しかしミライの場合は充填時間はわずか3分強で完了します。これも前述しましたが、充填には国家資格をもった作業担当者が行うのですが、現在セルフでの充填を可能にするための実証試験も開始されています。また営業時間も従来の17時閉店から徐々に拡大しており、前述した芝公園にある水素ステーションも現在は21時まで延長、今後も拡大傾向にあると言えます。

そして航続距離に関しても筆者が一時期試乗する機会が多かった時の記録としては満充填でエアコンは常時オン、2~4名乗車で550~570kmは走ることができました。

正直燃料代に関しては深夜電力を使えば圧倒的にBEV(電気代)の方が現状は安いはずです。ざっくりですが、現在の水素の価格は経済産業省の試算ではハイオクガソリンとほぼ同等レベルです。しかし、インフラ整備と同時に水素そのものの価格を最終的には三分の一程度まで下げる考えも出ています。

選びやすく、何よりも価格が安い!

旧型ミライは2014年12月発売以降、2018年10月に安全装備の拡充、と2019年10月には消費増税による車両価格が変更になりましたが、基本は「ベースグレード」と呼ばれるシンプルな構成、ボディカラーは全6色、インテリアカラーは全3色設定されています。

シートの表皮などの質感も高いのが特徴。インパネに合わせ3色設定されています

グレードごとによる装備差がありませんので選びやすいのがまず第1の特徴、後は走行距離と価格とのバランスになります。

実際物件を調べてみると最も安い物件で車両本体価格が150万円台というのもあります。ただ中古車を購入する場合は諸経費なども含めた「支払総額」が重要です。しかしそれでも総額190万円で購入できる車両も存在します。

中古車を購入する場合は保証などをしっかり確認することが重要です。特にミライの場合はある意味“特殊”なクルマですから購入後の整備はディーラーに任せるべきと考えます。その点でもディーラーの認定中古車はさらに狙い目です。

今回調べた結果、車両本体の平均価格は約230万円、平均走行距離も2万km以下という物件が比較的多いのが特徴です。


最後に旧型ミライがオススメ出来る人はどんな人か、を記します。
①自宅、または勤務先等の半径10km以内に水素ステーションがある(充填のために往復で20km燃料を消費します)。
②4人乗りで我慢できる。
③静かなクルマが欲しい。
④たとえ旧型であっても環境に優しいクルマに乗りたい。
⑤BEVのように頻繁に施設に行くのが面倒くさいと思っている人、言い換えれば集合住宅(マンション)住まいなのでそもそも自宅で充電できない人。
⑥デザインであれこれ言われても動じない人。

条件が多く感じるかもしれませんが、インフラも徐々に整備されつつある中、意外とこれらを満たす人は多いと感じています。

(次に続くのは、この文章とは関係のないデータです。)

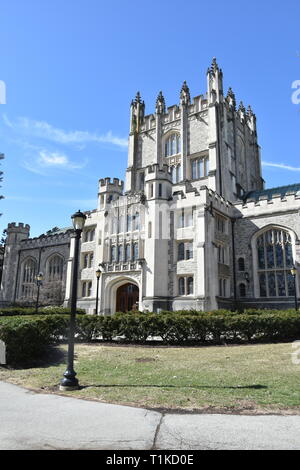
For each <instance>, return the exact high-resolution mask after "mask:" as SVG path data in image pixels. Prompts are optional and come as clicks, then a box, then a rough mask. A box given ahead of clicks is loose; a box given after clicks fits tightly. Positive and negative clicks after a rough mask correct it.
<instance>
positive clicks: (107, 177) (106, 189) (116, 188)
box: [99, 177, 124, 193]
mask: <svg viewBox="0 0 300 470" xmlns="http://www.w3.org/2000/svg"><path fill="white" fill-rule="evenodd" d="M123 188H124V182H123V181H122V180H119V178H113V180H111V178H110V177H106V178H101V179H100V180H99V192H100V193H104V192H118V193H122V192H123Z"/></svg>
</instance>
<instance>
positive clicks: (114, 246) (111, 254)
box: [110, 246, 116, 263]
mask: <svg viewBox="0 0 300 470" xmlns="http://www.w3.org/2000/svg"><path fill="white" fill-rule="evenodd" d="M110 254H111V256H110V259H111V262H112V263H115V262H116V247H115V246H112V247H111V250H110Z"/></svg>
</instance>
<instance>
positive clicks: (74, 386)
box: [59, 368, 79, 392]
mask: <svg viewBox="0 0 300 470" xmlns="http://www.w3.org/2000/svg"><path fill="white" fill-rule="evenodd" d="M78 389H79V383H78V380H77V379H76V372H75V371H74V370H73V368H71V369H67V370H66V372H65V373H64V378H63V379H62V380H61V381H60V385H59V390H61V391H63V392H67V391H72V390H78Z"/></svg>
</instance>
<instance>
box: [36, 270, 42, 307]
mask: <svg viewBox="0 0 300 470" xmlns="http://www.w3.org/2000/svg"><path fill="white" fill-rule="evenodd" d="M35 279H36V285H37V288H38V289H37V296H36V304H35V313H38V308H39V298H40V287H41V285H42V281H43V273H39V274H37V276H36V277H35Z"/></svg>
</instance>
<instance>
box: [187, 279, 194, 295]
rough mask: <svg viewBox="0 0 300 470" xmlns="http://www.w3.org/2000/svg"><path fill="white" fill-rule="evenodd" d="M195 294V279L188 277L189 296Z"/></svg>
mask: <svg viewBox="0 0 300 470" xmlns="http://www.w3.org/2000/svg"><path fill="white" fill-rule="evenodd" d="M193 292H194V279H193V278H192V277H188V279H187V294H188V295H190V294H193Z"/></svg>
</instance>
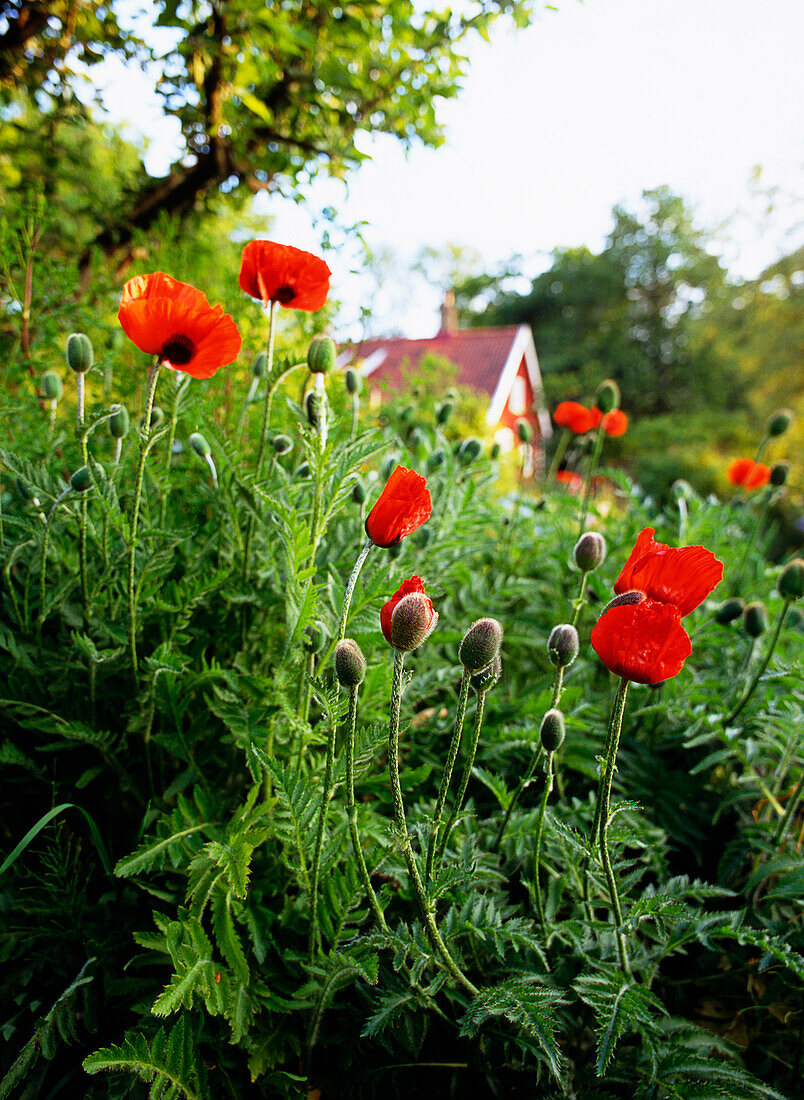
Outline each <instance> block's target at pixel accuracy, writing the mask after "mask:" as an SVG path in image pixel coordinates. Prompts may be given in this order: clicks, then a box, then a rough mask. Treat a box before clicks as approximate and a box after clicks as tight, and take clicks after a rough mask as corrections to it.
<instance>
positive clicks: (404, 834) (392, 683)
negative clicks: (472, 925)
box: [388, 649, 477, 997]
mask: <svg viewBox="0 0 804 1100" xmlns="http://www.w3.org/2000/svg"><path fill="white" fill-rule="evenodd" d="M404 667H405V653H404V651H403V650H400V649H395V650H394V678H393V681H392V690H390V717H389V722H388V772H389V777H390V796H392V802H393V805H394V825H395V828H396V834H397V838H398V840H399V844H400V846H401V850H403V856H404V857H405V862H406V865H407V868H408V875H409V876H410V882H411V884H412V888H414V892H415V894H416V900H417V902H418V904H419V913H420V916H421V920H422V922H423V925H425V933H426V935H427V938H428V941H429V942H430V946H431V947H432V949H433V950H434V952H436V954H437V955H439V956H440V957H441V959H442V960H443V963H444V966H445V967H447V969H448V970H449V972H450V974H451V975H452V977H453V978H454V979H455V980H456V981H458V982H459V983H460V985H461V986H462V987H463V988H464V989H465V990H466V992H469V993H471V994H472V996H473V997H475V996H476V994H477V988H476V987H475V986H473V985H472V982H471V981H470V980H469V978H467V977H466V976H465V975H464V972H463V971H462V970H461V968H460V967H459V965H458V964H456V963H455V960H454V959H453V957H452V955H451V954H450V949H449V947H448V946H447V944H445V943H444V942H443V939H442V938H441V933H440V932H439V930H438V925H437V924H436V919H434V916H433V913H432V908H431V904H430V902H429V901H428V898H427V894H426V892H425V887H423V883H422V881H421V876H420V875H419V868H418V867H417V865H416V857H415V856H414V849H412V848H411V846H410V837H409V835H408V825H407V821H406V820H405V802H404V801H403V793H401V784H400V782H399V711H400V707H401V678H403V671H404Z"/></svg>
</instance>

スマホアプリ「Pocket MIRAI」を使えば水素ステーションの場所や航続可能エリアがひと目で確認できます

今後は新型が市場に流通してくれば徐々に中古車の台数は増えていくはずです。しかし、総販売台数が1万台強ですから、やはり欲しいと思った時が狙い目です。さらに昨今のコロナ禍の影響で中古車市場は物件が足りていません。ゆえにどんどんクルマが売れていく現状を考えると、今回この旧型ミライを紹介したのは新春のお買い得モデルとして、相応しいと感じたからです。まさに「機を見るに敏」、ぜひ中古車サイトなどで確認してみてください。